Monday, Oct. 29, 1956
First Nuclear Power
Britain's Queen Elizabeth II, slim in a royal blue coat and ermine-trimmed hat, stood under a white nylon canopy in gale-swept northern England. "All of us here," she said in her girlish voice, "know we are present at the making of history . . . It is with pride that I open Calder Hall, Britain's first atomic power station." She pulled a small lever, and unseen controLs shifted in the brightly colored, futuristic structures behind the nylon canopy. The hand of a clocklike dial turned, measuring the flow of atom-born electricity into Britain's power lines.
The U.S. and the U.S.S.R. have experimental plants that produce small amounts of nuclear electricity, but Britain is the first to achieve atomic power on a serious scale. When in full operation, Calder Hall's two units will generate 92,000 kw. The most advanced nuclear power plant in the U.S.. at Shippingport, Pa., has only the rough, nonnuclear parts of its equipment in place. Paid for chiefly with government money, it is not scheduled for completion until next summer. Many private atomic power plants have been projected with loud publicity, but few, if any, have passed the ceremonial ground-breaking stage. The site of Consolidated Edison Co. of New York's plant at Indian Point on the Hudson, for instance, has not even been cleared of trees.
Britain, short of fuel for her rapidly growing industries, needs atomic power more than the U.S. or Russia. In trying to get it as quickly as possible, British scientists have settled for a comparatively primitive reactor, which uses natural uranium for fuel and is cooled by pressurized carbon dioxide. As they gain experience, Britain's atomic engineers plan to shift to more advanced reactors.

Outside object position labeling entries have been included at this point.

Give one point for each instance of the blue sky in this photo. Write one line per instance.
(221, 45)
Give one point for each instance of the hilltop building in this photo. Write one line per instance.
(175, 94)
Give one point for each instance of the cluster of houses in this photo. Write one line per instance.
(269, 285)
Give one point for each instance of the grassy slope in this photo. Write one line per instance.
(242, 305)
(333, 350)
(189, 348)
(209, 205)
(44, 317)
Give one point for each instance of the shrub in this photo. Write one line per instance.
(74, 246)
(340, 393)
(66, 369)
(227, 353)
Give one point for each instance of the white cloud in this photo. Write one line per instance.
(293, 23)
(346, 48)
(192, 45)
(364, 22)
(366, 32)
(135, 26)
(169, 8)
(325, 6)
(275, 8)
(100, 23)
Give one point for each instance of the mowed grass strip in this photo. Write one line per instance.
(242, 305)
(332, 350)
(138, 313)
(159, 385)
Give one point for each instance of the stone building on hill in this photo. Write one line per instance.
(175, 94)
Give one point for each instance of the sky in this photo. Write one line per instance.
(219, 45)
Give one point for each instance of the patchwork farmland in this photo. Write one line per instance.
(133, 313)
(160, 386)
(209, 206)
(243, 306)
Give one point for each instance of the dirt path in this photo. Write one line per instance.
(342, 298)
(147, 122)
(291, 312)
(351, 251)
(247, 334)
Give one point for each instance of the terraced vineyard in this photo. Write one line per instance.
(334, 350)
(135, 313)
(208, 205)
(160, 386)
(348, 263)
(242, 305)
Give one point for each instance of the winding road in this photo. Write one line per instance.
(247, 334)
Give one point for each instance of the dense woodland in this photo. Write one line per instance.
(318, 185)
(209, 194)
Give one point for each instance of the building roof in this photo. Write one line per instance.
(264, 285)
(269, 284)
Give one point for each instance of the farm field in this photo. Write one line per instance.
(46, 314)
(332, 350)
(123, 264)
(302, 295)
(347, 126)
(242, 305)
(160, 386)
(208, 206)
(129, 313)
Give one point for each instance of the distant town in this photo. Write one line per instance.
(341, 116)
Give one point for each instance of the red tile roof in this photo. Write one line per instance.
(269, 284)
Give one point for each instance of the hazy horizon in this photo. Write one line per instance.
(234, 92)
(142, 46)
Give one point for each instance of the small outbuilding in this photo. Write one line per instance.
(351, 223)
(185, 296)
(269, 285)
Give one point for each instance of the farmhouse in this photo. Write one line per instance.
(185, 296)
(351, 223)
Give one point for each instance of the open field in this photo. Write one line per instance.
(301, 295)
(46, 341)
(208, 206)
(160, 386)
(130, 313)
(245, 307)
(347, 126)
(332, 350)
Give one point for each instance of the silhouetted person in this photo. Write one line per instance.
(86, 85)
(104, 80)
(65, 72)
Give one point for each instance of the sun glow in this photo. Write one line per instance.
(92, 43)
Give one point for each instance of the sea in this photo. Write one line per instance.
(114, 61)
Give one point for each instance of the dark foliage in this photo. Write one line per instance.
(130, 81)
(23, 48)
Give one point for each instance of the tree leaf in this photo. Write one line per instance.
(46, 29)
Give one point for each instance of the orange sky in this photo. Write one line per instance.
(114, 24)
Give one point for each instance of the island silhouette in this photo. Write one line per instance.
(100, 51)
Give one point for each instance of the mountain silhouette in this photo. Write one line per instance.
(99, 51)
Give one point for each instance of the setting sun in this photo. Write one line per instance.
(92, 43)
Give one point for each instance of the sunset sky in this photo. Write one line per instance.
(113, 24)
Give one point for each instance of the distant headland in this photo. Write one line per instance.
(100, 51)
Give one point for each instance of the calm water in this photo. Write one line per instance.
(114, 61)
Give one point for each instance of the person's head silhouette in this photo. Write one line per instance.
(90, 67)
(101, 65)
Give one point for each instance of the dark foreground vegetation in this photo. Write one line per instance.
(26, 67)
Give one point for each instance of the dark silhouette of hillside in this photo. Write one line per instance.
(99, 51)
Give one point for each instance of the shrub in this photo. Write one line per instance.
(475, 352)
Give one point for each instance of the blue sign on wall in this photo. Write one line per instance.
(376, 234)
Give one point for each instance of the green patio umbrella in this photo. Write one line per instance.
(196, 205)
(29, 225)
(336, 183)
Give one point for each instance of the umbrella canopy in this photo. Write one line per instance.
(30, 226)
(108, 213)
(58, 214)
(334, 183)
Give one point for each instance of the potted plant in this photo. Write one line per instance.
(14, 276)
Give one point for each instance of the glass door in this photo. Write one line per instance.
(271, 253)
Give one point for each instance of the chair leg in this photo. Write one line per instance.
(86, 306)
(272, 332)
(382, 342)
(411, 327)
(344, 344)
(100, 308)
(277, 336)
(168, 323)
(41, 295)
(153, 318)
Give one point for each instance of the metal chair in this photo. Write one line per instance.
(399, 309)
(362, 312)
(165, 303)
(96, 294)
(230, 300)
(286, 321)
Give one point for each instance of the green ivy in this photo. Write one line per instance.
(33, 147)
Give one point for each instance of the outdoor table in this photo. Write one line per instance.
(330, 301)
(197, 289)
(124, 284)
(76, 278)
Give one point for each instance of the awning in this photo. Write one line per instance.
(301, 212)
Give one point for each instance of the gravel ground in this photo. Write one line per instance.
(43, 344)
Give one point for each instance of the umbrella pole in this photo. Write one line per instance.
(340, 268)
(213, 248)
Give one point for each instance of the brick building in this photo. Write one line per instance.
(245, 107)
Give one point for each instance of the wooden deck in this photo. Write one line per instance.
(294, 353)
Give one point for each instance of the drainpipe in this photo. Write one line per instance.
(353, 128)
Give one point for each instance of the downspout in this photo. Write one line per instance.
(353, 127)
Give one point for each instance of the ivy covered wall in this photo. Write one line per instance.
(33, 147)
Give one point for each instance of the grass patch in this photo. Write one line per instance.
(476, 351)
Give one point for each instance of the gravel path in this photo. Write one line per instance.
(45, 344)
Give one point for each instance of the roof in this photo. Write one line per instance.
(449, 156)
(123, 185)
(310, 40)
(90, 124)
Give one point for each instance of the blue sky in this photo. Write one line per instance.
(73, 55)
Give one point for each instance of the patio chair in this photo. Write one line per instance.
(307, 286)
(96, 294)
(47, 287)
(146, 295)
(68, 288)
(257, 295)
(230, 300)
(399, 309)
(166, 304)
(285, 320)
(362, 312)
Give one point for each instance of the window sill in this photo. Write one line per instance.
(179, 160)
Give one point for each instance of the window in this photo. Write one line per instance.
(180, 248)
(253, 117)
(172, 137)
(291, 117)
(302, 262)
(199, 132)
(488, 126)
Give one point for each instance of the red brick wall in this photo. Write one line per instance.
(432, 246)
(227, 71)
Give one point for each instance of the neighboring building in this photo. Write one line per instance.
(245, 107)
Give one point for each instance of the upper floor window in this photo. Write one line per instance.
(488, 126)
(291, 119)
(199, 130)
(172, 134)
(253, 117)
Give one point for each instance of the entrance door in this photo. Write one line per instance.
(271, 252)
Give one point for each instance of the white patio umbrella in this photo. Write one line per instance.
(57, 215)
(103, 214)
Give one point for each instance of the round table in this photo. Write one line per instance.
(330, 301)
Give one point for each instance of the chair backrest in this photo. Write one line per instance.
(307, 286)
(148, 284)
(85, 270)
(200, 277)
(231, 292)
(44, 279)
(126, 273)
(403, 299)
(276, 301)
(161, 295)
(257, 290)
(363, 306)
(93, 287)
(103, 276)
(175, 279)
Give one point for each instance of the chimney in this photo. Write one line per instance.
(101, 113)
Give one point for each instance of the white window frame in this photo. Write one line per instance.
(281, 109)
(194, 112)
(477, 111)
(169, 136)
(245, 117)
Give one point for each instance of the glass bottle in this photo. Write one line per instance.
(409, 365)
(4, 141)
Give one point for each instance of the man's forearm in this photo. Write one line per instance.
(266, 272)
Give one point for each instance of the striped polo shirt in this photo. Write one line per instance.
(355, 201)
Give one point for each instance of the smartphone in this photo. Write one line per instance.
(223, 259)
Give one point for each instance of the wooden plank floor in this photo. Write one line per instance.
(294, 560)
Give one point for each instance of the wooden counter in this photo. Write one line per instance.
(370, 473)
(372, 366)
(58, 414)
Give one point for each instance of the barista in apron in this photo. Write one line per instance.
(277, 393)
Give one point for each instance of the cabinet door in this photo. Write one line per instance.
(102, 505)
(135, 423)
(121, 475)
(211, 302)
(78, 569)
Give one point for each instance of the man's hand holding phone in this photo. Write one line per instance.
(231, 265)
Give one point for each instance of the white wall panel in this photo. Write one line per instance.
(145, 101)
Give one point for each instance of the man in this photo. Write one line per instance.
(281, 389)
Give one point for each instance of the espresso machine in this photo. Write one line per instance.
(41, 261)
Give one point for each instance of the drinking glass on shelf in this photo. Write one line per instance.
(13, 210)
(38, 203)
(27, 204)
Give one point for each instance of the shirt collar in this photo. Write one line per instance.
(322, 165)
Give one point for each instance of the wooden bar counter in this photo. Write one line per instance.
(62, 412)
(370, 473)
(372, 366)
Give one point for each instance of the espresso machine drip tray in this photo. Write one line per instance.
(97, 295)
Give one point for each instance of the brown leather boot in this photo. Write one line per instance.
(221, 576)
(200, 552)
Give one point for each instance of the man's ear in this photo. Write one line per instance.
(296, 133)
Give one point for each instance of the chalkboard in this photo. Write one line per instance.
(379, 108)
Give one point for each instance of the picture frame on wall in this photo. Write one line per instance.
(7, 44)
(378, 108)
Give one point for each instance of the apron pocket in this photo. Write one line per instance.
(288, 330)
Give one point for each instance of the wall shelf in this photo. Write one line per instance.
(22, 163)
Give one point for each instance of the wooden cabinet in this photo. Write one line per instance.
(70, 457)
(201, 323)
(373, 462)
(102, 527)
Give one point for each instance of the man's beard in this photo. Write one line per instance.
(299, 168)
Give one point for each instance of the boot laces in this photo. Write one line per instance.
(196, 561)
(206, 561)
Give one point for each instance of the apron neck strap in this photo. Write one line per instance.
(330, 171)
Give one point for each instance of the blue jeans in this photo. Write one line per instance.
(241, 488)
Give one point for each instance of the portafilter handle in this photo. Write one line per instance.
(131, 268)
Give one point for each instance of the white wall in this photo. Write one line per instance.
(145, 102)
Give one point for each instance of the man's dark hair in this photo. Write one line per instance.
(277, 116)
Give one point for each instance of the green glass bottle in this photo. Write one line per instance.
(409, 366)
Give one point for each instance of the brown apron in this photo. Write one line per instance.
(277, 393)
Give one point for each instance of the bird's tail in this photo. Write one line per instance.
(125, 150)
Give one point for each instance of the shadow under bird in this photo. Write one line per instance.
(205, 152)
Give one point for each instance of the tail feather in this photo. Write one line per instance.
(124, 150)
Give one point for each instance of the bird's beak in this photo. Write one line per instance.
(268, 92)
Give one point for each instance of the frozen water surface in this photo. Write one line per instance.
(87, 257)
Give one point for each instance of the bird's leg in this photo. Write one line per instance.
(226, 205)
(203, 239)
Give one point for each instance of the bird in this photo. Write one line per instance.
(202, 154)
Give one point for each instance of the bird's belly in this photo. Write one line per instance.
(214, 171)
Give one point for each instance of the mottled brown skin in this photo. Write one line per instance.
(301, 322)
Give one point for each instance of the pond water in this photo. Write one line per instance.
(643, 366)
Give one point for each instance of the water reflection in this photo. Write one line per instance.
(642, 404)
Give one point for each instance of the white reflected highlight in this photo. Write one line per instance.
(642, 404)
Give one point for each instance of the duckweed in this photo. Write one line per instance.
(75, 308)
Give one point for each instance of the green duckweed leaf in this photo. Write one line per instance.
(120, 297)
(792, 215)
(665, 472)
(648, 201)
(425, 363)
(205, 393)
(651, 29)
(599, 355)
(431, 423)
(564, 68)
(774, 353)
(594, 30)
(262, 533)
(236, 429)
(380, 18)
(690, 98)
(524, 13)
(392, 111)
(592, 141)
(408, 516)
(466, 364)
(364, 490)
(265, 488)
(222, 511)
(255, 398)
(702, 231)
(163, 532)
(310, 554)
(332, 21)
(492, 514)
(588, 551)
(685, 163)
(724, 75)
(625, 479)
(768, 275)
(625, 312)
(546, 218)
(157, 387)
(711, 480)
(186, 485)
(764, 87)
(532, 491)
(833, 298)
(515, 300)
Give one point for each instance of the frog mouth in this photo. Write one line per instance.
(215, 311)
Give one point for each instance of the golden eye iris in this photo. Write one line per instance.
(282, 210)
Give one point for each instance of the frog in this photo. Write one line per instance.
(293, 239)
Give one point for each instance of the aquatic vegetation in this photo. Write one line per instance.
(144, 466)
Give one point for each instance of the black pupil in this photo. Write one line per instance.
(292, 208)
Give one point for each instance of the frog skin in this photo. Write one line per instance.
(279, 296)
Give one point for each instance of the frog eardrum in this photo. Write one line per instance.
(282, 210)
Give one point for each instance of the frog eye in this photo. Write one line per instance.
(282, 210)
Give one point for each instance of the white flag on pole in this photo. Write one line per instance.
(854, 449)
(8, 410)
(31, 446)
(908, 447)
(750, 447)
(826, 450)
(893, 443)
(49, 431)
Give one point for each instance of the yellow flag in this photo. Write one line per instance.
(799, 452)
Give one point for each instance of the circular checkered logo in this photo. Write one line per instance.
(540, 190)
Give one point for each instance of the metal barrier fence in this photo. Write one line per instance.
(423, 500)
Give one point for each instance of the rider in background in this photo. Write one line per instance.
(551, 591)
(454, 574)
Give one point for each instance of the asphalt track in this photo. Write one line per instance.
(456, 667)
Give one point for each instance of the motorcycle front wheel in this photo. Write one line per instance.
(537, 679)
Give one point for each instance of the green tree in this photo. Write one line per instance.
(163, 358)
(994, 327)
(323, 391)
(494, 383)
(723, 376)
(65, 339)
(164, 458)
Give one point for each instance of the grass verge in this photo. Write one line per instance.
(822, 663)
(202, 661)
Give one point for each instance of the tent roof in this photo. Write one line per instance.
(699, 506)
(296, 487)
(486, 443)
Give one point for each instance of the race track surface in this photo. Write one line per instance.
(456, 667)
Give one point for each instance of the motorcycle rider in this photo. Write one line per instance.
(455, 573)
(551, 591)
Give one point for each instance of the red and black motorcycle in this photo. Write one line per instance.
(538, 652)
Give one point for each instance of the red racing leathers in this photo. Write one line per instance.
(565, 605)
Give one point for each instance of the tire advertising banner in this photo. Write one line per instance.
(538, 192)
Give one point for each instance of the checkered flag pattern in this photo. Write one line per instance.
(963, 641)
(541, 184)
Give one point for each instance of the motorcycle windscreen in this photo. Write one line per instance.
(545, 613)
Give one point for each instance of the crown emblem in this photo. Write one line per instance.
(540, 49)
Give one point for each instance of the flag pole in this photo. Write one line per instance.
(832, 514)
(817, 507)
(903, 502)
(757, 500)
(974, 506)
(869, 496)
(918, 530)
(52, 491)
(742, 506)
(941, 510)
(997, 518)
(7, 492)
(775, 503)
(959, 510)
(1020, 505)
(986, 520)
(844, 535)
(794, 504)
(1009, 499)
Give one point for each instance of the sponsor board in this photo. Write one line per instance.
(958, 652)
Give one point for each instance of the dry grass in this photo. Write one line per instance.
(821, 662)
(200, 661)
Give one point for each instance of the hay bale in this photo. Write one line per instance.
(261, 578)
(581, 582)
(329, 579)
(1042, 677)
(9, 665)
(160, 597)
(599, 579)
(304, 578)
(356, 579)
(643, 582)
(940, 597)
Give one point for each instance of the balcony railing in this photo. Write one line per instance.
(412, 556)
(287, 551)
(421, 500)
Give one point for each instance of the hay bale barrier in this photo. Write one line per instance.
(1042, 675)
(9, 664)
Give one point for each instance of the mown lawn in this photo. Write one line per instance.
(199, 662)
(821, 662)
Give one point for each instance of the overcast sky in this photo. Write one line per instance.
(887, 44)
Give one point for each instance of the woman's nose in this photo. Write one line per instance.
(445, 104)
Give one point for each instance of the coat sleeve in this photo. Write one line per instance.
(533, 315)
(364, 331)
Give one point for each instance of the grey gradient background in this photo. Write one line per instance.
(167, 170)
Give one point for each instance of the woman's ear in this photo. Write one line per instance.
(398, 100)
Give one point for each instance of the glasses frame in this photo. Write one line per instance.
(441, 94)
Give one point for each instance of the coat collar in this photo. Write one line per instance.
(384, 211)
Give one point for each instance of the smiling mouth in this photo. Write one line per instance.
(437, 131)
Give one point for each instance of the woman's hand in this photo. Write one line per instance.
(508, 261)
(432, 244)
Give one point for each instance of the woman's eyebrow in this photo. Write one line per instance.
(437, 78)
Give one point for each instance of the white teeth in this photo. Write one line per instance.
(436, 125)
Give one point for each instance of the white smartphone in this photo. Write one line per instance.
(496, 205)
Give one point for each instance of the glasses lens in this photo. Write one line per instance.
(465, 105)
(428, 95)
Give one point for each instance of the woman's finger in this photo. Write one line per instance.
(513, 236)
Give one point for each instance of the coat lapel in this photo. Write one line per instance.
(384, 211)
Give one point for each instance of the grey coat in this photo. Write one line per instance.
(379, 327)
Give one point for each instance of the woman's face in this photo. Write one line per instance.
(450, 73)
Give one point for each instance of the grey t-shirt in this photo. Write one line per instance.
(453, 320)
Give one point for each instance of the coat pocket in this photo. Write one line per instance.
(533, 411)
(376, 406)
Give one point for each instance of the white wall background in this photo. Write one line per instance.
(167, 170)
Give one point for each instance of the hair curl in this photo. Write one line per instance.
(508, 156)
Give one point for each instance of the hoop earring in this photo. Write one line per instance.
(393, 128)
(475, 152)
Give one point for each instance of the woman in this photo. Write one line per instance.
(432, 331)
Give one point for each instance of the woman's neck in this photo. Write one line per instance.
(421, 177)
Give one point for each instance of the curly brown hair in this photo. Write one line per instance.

The policy of the U.S. Atomic Energy Commission has been to concentrate on small experimental reactors of advanced type while encouraging private industry to undertake the full-scale jobs. Its reasoning: that a reactor which would be economic in Britain, where power is expensive, would not be worth building in the U.S., where power is much cheaper.
Economic or not, Calder Hall is a technical triumph and a boost to British prestige. Said Henry Gethin Davey, in charge of its construction: "Britain has the lead. I don't claim to know what the Russians are doing. I'm basing my opinion on the expressions on their faces when they first came to Calder Hall."